Luna smiled. She took one of his hands and poked it with her fingers.
“What are you doing?”
“Counting your freckles. I have them, too, see?” She proudly exhibited a dotted mitt then squeezed his tightly. “Will you be here tomorrow?”
“No, child. I have my own house.”
“I’ll take very good care of Winslow,” she vowed, “and when we go, I’ll put him back where I found him.”
In the situation at hand, having very likely lost Irene, a toy kitten seemed of little consequence. Soames stared at the floor. “Oh, keep the damn thing. I have no use for it.”
The child gave a delighted gasp and sat up, raining kisses along his hairline. Soames flinched. He’d known so little affection it was jarring to have this strange tyke hanging on. A wave of regret washed over him. In better circumstances this might have been his own child at bedtime showering him with tenderness. But, no.
He gently extricated the little arms. “It’s only an outmoded trinket. Back in bed with you! See? You’ve mussed the covers.”
Luna nestled against the pillows, beaming as he tucked the toy beside her. “I’ll keep him near me, always!”
Doubtless the child would leave poor Winslow in some other ratty hotel. Soames rubbed the shabby tabby’s head; one last farewell to childish things. After the weekend Luna Forsyte and her kin would be banished far from Park Lane as possible. All it would take was a moderate settlement and stern warning.

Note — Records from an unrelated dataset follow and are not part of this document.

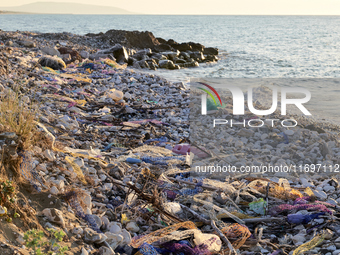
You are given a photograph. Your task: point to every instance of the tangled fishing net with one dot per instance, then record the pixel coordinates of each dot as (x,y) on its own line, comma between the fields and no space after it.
(237,234)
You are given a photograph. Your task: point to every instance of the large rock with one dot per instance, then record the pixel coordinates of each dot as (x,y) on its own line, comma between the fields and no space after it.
(189,64)
(198,56)
(54,215)
(196,46)
(210,51)
(171,54)
(182,46)
(130,39)
(168,64)
(52,62)
(118,51)
(163,47)
(91,236)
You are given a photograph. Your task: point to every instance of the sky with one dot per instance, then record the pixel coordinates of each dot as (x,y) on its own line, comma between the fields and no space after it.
(243,7)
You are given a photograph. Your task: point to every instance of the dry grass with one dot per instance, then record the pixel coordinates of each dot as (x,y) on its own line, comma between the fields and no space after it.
(18,117)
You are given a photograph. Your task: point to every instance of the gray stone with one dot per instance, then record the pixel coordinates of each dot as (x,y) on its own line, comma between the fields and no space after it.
(91,236)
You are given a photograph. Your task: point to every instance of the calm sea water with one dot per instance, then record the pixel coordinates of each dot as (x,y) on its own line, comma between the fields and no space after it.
(250,46)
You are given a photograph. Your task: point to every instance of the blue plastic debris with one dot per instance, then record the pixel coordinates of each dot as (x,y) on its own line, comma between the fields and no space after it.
(285,137)
(133,160)
(302,219)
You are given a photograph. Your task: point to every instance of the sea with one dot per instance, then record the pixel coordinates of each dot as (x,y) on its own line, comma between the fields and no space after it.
(250,46)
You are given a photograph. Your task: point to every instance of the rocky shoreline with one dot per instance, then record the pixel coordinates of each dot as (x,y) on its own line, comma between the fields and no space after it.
(107,162)
(137,49)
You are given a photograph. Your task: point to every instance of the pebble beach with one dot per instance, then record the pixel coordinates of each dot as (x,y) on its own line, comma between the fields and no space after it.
(105,163)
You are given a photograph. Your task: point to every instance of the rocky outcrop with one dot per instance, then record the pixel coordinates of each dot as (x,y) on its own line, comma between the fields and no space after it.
(144,50)
(130,39)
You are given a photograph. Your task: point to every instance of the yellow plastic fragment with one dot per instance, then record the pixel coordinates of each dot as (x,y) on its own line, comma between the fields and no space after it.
(237,214)
(81,102)
(124,218)
(309,192)
(76,169)
(49,69)
(158,234)
(309,245)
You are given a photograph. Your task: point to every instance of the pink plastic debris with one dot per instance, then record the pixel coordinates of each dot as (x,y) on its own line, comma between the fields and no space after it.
(185,148)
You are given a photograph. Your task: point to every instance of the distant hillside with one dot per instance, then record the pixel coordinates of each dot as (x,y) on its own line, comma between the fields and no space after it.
(65,8)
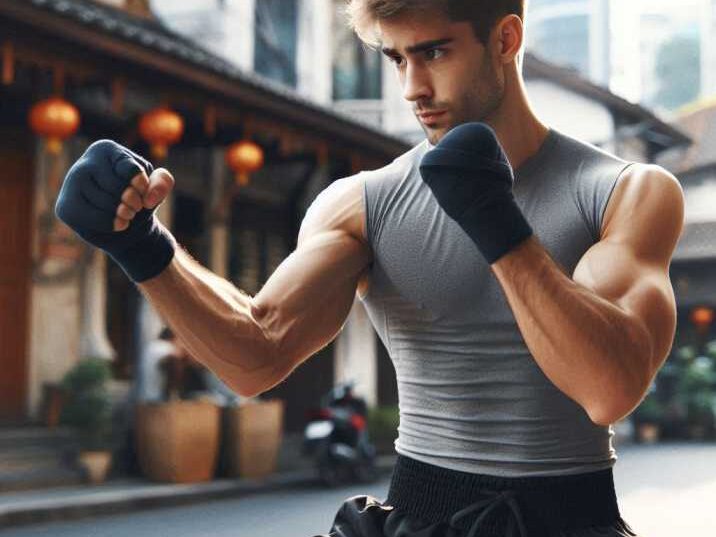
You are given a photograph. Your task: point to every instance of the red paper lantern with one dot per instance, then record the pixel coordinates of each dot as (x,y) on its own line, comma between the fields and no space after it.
(243,158)
(161,128)
(702,317)
(54,119)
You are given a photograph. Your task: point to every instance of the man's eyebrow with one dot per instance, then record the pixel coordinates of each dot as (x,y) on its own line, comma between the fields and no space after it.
(420,47)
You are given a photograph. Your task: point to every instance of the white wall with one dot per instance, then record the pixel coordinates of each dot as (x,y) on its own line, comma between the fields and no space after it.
(569,112)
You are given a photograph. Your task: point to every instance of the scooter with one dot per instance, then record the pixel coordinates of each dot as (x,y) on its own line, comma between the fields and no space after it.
(336,435)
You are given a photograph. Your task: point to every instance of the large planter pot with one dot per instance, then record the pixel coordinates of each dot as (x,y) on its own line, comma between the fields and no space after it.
(254,434)
(95,464)
(178,441)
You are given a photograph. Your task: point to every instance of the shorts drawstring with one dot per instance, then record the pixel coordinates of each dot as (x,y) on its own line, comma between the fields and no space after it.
(495,500)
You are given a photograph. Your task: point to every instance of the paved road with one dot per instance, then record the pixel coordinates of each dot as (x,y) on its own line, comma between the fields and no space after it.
(664,491)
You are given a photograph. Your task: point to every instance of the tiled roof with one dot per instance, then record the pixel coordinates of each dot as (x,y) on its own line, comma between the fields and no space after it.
(697,242)
(153,34)
(700,125)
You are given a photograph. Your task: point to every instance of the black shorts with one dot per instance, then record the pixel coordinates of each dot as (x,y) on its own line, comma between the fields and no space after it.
(427,501)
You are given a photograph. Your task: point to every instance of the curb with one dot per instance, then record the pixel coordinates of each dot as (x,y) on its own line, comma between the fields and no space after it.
(105,500)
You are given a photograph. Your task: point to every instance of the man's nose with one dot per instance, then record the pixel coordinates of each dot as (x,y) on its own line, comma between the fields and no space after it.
(416,84)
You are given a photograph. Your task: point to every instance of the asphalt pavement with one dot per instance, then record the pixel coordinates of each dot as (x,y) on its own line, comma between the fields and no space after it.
(666,490)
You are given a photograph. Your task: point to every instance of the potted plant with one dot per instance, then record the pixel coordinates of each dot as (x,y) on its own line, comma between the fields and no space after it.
(87,409)
(177,437)
(647,419)
(697,394)
(254,435)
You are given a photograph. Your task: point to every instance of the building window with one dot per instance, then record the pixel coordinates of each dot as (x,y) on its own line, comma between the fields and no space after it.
(356,68)
(276,23)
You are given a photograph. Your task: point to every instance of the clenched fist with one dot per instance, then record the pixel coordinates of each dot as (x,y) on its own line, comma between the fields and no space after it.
(109,197)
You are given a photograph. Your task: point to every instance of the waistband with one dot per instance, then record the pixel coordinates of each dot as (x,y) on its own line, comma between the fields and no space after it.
(499,506)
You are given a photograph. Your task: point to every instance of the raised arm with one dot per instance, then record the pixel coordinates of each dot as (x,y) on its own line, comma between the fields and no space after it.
(253,343)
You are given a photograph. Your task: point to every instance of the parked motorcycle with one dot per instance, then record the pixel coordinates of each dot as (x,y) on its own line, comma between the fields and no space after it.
(337,436)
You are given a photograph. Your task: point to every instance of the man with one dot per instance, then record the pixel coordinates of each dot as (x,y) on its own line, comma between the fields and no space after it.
(523,315)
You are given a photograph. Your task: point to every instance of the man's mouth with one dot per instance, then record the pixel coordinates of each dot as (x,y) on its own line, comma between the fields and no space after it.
(430,117)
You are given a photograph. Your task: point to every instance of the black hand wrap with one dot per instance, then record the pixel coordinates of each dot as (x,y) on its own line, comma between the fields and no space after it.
(88,201)
(471,178)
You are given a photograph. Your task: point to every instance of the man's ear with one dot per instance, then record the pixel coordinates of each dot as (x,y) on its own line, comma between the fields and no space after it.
(509,33)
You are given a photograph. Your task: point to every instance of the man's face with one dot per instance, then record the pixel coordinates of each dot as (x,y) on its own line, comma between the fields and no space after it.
(446,73)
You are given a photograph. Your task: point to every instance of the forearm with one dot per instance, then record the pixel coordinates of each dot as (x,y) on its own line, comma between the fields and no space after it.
(587,346)
(215,320)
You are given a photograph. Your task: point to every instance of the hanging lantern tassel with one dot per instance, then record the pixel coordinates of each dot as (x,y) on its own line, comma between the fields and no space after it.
(56,120)
(244,158)
(702,317)
(322,154)
(8,63)
(160,128)
(210,120)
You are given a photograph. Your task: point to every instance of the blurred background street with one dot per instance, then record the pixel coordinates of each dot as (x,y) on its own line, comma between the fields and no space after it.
(664,491)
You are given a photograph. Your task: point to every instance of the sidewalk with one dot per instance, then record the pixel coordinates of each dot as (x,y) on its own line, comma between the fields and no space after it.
(64,503)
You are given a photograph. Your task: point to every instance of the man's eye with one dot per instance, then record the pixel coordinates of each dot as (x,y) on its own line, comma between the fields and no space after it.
(434,54)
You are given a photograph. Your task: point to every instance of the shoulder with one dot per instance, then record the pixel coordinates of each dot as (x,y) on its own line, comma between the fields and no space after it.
(341,205)
(647,207)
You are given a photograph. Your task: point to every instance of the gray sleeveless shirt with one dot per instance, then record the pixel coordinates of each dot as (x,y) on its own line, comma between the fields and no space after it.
(471,396)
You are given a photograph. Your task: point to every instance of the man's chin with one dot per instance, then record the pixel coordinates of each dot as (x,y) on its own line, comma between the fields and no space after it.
(435,135)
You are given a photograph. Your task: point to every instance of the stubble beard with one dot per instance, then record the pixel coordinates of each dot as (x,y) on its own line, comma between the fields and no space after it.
(477,104)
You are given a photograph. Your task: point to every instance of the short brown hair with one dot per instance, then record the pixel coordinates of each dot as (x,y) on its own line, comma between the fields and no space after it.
(482,14)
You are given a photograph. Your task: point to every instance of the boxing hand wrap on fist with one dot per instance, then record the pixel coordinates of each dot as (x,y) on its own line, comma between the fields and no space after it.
(471,178)
(88,201)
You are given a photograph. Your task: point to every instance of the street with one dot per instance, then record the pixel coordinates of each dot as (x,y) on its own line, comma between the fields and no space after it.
(665,491)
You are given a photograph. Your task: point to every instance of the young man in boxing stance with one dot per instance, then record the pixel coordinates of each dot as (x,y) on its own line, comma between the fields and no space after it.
(518,278)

“Goodbye.” Soames uttered, moving quickly to the door. It was time to face reality, even if he had to drag his wife kicking and screaming into it. As they departed in the carriage, Irene’s profile coolly impassive, he felt the familiar rage rising.

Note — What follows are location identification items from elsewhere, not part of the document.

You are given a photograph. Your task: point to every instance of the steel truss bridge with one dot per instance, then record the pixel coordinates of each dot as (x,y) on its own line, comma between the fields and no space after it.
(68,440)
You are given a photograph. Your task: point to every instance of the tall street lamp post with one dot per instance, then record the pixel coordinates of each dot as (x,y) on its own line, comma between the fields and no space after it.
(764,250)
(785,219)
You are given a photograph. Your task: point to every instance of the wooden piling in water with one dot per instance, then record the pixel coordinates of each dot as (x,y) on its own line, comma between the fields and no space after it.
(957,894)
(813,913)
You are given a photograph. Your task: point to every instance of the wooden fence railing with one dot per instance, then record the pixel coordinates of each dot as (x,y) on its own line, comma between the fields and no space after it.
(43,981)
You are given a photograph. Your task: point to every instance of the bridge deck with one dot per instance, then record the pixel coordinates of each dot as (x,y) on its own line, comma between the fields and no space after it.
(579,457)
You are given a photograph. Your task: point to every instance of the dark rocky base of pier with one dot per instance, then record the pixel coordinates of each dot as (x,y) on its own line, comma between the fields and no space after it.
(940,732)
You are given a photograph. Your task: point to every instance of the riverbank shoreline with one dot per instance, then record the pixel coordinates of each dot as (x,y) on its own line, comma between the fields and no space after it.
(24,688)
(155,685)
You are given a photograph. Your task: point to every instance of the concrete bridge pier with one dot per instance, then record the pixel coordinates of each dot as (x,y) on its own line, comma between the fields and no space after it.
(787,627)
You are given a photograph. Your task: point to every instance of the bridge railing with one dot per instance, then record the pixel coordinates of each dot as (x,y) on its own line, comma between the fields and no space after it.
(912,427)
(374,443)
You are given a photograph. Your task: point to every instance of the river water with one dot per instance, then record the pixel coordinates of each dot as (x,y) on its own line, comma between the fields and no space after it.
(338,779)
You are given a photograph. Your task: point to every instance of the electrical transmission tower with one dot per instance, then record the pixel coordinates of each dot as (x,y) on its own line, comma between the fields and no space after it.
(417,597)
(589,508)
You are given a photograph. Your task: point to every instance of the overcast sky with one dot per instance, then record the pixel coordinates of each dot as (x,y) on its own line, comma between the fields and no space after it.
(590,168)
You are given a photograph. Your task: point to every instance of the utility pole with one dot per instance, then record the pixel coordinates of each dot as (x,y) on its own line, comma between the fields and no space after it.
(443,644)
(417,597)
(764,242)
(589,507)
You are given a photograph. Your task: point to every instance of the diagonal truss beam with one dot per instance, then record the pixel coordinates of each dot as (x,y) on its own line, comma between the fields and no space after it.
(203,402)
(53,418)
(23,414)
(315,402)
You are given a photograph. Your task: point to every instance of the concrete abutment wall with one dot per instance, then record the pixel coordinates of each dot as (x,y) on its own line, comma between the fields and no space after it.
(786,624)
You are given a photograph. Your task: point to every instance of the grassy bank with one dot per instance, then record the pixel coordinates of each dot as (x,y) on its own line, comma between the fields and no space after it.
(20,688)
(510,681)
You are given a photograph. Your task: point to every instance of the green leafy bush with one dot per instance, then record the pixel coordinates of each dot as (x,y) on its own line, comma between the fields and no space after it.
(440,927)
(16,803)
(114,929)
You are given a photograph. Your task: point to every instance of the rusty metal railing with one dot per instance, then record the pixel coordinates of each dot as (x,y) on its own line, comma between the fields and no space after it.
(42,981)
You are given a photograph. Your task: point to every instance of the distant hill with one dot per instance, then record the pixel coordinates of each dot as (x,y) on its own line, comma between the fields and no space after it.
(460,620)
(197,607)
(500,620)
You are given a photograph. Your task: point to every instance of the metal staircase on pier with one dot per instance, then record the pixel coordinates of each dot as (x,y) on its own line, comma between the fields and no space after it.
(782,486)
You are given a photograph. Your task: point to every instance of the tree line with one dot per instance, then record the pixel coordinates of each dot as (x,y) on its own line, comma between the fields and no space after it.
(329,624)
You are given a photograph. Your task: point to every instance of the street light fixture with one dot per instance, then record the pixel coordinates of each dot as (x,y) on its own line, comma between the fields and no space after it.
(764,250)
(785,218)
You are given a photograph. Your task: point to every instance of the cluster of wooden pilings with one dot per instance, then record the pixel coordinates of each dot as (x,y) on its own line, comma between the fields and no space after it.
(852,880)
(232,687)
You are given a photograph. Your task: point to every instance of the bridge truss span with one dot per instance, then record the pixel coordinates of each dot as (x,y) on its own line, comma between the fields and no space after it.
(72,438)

“Will you let me go?” She formed the words precisely, as if in a play. Soames’ heart plummeted into his gut.
“No,” he said. “No.”
As the horses clip-clopped up the drive to retrieve passengers, Luna Forsyte rushed to the window, wedging between the heavy velvet draperies to seek the coppery head of her hero. He wore a cape, extending a white-gloved hand to help a woman into his carriage. The door clamped shut and the conveyance rattled away. Luna rested her brow against the cold glass, watching until it was out of sight. She embraced the toy, rocking it, instinctively knowing that comfort was needed.